Many people are disconnected from their roots. When one team of researchers interviewed fourth-, fifth- and sixth-graders at an urban California school, they found that more than half of them didn’t know pickles were cucumbers, or that onions and lettuce were plants.
But somewhere people are growing our food.
People are making that food available to other people through the supply chain, but today that greater food chain is vulnerable and fragile.
In 2005, Monsanto grabbed over 40% of the U.S. seed market and 20% of the global seed market when it bought out Seminis, making them the largest seed company in the world. Then they supplied the genetics for 75% of the tomatoes, 85% of the peppers, and so on! (source)
It is far worse now.
And Monsanto (now owned by Bayer) has been buying up every seed company they can ever since attempting to create a seed monopoly and control supply.
Even as parts of the US experience seed shortages, the technocrats are now banning international sales of SEEDS on Amazon/Wish, due to the “dangerous Chinese Mystery Seeds” pretense. This scenario is likely being used to engineer food shortages ahead, in order to rewrite of our food system and change society.
Somehow we need to get back to the old ways and at least understand how to produce our own food to break dependence on these corrupt corporate giants.
My Booklist For the Prepared Family
These are a few of our family’s “I may need these one day” books, gathered through the years, as I’ve contemplated getting prepared for the realities of life. I share my booklist with you in hopes that you will also consider getting back to some of the old ways. (What will folks do if the internet and food supply were disabled and we had to live off the land?).
Beyond Antibiotics: 50 Ways to Boost Immunity and Avoid Antibiotics with Dr. Lendon Smith
Nourishing Traditions: The Cookbook that Challenges Politically Correct Nutrition by Sally Fallon Morell
How to Raise a Healthy Child in Spite of Your Doctor (the book I used in the 90s to doctor my own kids!)
All New Square Foot Gardening – Grow Vegetables Anywhere by Mel Bartholomew
The Baker Creek Vegan Cookbook: Traditional Ways to Cook, Preserve, and Eat the Harvest Emilee and Gere Gettle
What the Bible Says About Healthy Living by Rex Russell, MD
American Wood Heat Cookery Margaret Adams
Be Prepared: Can or Freeze In Season
Use the seasons to your advantage. Right now, the store’s produce section seems to have pretty much everything. Look for farmers markets in your area. Buy in bulk fruits and vegetables to can, freeze, or dehydrate. I recommend the canning book with clear cut instructions in the booklist above.

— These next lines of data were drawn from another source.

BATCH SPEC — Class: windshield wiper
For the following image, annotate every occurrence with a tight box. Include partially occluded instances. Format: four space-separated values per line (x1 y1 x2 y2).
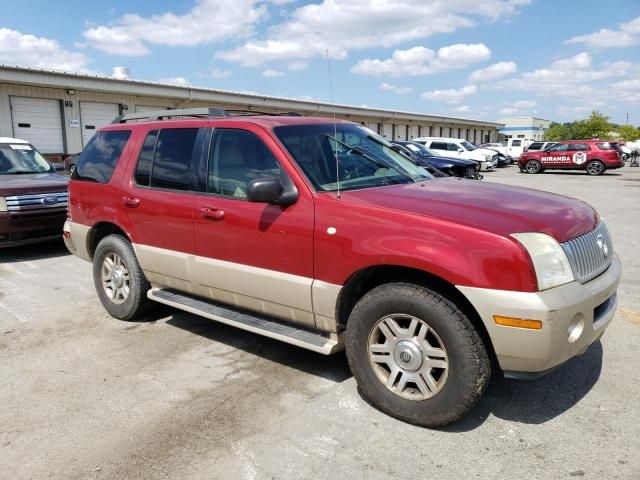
326 135 416 183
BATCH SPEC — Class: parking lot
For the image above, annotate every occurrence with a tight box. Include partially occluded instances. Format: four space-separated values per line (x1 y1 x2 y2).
1 165 639 480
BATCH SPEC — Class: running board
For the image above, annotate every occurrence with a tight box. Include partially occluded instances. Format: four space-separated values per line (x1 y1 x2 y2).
148 288 343 355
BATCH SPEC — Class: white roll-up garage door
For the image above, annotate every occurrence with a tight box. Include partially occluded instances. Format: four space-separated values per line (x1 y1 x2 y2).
366 122 379 134
395 125 407 141
80 102 120 147
381 123 393 139
10 97 64 154
409 125 420 140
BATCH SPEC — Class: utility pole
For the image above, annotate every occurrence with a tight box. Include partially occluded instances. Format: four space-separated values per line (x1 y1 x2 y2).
626 113 630 125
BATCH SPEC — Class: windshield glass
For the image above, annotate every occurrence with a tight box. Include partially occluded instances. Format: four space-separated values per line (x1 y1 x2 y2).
0 143 52 174
460 141 476 151
274 124 432 192
404 143 435 156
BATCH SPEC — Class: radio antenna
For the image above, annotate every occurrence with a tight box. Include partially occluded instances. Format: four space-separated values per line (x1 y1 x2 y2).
326 49 341 199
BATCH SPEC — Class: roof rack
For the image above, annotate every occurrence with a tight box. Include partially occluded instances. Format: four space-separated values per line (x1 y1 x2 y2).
112 107 304 124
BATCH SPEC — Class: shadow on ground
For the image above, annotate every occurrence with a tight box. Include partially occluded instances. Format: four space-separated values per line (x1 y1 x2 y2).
162 306 603 429
165 309 352 384
0 239 69 263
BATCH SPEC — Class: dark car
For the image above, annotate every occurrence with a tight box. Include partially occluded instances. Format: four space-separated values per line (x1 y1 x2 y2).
0 137 69 247
393 141 482 179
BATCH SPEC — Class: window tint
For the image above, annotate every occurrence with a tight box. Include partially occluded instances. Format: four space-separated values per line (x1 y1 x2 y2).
596 142 620 151
208 129 281 198
568 143 590 151
528 142 543 150
446 143 459 151
548 143 569 152
511 140 522 147
134 130 158 186
430 142 447 150
73 130 130 183
150 128 199 191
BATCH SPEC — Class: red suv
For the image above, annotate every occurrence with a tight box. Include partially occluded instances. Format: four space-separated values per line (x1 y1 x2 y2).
64 108 621 427
519 140 624 175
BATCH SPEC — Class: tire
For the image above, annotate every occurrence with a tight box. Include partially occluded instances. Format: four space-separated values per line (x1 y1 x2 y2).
93 234 153 320
586 160 605 176
524 159 542 174
345 283 490 428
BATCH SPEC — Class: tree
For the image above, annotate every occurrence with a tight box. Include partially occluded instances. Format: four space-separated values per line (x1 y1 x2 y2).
617 124 640 141
545 111 614 141
545 122 573 141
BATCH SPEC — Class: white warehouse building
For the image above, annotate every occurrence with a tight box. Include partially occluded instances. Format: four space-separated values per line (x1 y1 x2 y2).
0 65 502 159
497 116 550 141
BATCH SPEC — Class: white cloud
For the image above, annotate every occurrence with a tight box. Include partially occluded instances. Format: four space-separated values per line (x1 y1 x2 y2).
498 107 518 115
158 76 190 86
353 44 491 77
380 82 413 94
454 105 471 112
469 61 516 82
217 0 529 66
287 61 308 71
0 28 90 72
512 100 536 108
262 68 285 77
83 0 277 56
210 69 231 79
421 84 478 104
566 16 640 49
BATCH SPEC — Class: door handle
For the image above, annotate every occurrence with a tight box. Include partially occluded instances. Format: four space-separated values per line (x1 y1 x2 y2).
200 207 225 221
122 197 140 208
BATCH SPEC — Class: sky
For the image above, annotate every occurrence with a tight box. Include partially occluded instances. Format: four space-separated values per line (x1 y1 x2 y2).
0 0 639 124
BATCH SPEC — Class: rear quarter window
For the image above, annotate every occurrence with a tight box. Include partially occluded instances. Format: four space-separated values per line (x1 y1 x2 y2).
596 142 620 151
73 130 131 183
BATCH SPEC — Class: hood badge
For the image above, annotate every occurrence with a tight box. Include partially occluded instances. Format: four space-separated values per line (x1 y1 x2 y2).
41 196 58 205
596 233 609 259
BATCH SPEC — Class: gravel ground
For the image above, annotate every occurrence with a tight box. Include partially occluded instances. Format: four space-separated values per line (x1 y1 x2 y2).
1 165 639 480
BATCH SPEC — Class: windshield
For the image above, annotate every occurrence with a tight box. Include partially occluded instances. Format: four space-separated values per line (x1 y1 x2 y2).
404 142 435 156
274 124 432 192
0 143 52 174
460 141 476 151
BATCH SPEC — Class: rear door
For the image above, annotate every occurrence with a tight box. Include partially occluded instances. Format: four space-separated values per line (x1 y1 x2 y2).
80 102 120 147
122 125 203 290
192 125 316 327
507 139 523 158
10 97 64 154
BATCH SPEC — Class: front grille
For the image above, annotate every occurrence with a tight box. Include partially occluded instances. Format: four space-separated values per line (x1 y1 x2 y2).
464 166 476 178
5 192 68 212
561 222 613 284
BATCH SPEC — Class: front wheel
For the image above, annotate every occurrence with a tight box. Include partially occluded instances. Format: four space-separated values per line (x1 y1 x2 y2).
524 159 542 174
345 283 490 427
586 160 605 176
93 234 154 320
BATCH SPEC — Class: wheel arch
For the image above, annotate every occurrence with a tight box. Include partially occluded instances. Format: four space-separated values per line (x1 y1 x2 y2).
87 221 131 259
335 264 497 366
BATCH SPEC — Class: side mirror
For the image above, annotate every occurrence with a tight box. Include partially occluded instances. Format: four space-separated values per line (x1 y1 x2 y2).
457 148 464 153
246 176 298 206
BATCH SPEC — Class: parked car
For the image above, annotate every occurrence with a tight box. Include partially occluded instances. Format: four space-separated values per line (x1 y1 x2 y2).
526 141 557 153
505 138 534 159
479 142 507 156
65 153 81 174
619 143 631 161
64 108 621 427
392 141 482 179
519 140 625 175
0 137 69 247
412 137 497 171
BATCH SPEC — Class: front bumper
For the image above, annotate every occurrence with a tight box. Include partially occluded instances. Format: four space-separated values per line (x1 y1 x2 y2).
457 255 621 375
0 210 66 248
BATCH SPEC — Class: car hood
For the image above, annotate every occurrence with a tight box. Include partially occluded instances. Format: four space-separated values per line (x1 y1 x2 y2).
0 172 69 196
340 178 597 243
472 147 498 156
418 155 475 168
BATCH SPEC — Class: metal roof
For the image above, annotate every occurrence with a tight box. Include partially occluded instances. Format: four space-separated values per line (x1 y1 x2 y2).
0 64 503 128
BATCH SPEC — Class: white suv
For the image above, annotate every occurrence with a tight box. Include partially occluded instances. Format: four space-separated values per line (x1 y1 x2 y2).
412 137 497 171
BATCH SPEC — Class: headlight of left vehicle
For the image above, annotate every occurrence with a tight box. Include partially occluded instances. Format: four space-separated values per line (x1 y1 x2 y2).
0 197 7 212
511 232 574 291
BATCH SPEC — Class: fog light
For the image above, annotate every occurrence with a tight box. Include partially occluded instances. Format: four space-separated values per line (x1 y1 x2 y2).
493 315 542 330
567 314 585 343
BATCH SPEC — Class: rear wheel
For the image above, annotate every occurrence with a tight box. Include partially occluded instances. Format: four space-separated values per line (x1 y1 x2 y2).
586 160 605 176
93 234 153 320
345 283 490 427
524 159 543 174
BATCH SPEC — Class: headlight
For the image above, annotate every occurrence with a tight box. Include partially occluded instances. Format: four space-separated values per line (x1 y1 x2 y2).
0 197 7 212
511 232 574 290
484 154 491 161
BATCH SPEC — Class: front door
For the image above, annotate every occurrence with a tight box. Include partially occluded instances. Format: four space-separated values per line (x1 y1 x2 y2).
193 126 316 327
540 143 574 168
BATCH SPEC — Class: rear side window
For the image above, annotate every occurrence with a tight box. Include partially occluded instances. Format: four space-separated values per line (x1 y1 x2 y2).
511 140 522 147
148 128 199 191
596 142 620 151
134 130 158 185
430 142 447 150
73 130 131 183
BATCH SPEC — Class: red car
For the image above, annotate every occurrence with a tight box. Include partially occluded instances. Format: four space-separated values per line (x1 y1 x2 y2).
519 140 625 175
63 108 621 427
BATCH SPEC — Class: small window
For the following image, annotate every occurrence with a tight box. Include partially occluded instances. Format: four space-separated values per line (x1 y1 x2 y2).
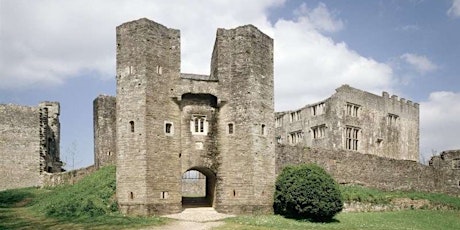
165 122 173 135
275 116 283 127
346 103 360 117
161 191 169 199
190 115 208 135
261 124 266 135
312 125 326 139
289 131 303 144
129 192 134 199
228 123 234 134
129 121 135 133
156 66 163 74
311 103 325 116
387 113 399 125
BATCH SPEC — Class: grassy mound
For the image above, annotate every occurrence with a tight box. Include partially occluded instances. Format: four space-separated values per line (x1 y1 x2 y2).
32 165 118 218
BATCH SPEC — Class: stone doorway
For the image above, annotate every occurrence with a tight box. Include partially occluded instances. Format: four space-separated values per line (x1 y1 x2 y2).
181 167 216 208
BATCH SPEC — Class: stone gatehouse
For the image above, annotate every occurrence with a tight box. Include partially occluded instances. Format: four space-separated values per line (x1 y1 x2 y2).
96 18 276 215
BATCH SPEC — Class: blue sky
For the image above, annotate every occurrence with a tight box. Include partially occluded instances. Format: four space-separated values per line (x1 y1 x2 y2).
1 0 459 168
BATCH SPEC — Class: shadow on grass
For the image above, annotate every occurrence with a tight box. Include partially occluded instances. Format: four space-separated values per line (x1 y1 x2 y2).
0 188 36 208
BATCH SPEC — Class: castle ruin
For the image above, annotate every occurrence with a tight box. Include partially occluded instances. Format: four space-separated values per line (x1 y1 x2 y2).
0 102 62 191
275 85 419 161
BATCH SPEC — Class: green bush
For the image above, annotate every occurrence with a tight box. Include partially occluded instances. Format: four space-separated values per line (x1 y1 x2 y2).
274 164 343 221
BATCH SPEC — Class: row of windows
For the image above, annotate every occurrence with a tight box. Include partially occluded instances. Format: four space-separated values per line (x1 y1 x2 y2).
280 125 361 151
127 116 265 136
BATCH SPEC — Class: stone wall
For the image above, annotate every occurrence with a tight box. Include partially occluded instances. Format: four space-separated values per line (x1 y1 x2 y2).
0 104 41 191
41 165 96 187
0 102 62 191
93 95 116 168
429 150 460 195
276 145 459 195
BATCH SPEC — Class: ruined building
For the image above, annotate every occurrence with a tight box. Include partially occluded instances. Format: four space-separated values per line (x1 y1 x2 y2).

Be Prepared: Grow Your Own Food
The best way to be prepared is to grow at least part of your own food – or have a detailed book to teach you. Ideally, we know how to grow and harvest our own food for survival. If you don’t have a summer garden, fall is the perfect time to start a cool weather garden depending on where you live.
Know Wild Edible Plants in Your Area
One of the ways people stayed alive for generations was because they knew what they could and couldn’t eat in the wild. Even if you don’t have a green thumb or just don’t know where to start, there are food sources all around you.
Prepare a little bit now – before the shortage. If you are new and not prepared, start stocking up on non-perishable items such as canned goods, rice, beans, canned meats, canned soups, canned tomatoes, spices, pasta, and other items your family will eat.
Seed-saving is a skill that we used to have as a country. We’ve lost it—and I think it’s time to start gaining some of it back.
Saving and sharing seeds and growing the foods we want to grow can help us reduce food insecurity. Saving/sharing seeds gives us an opportunity to rebuild our connection to the land and our communities and prioritize culturally appropriate foods.
“Forewarned, forearmed; to be prepared is half the victory.” ~Miguel de Cervantes
“In the world you will have tribulation. But take heart; I have overcome the world.”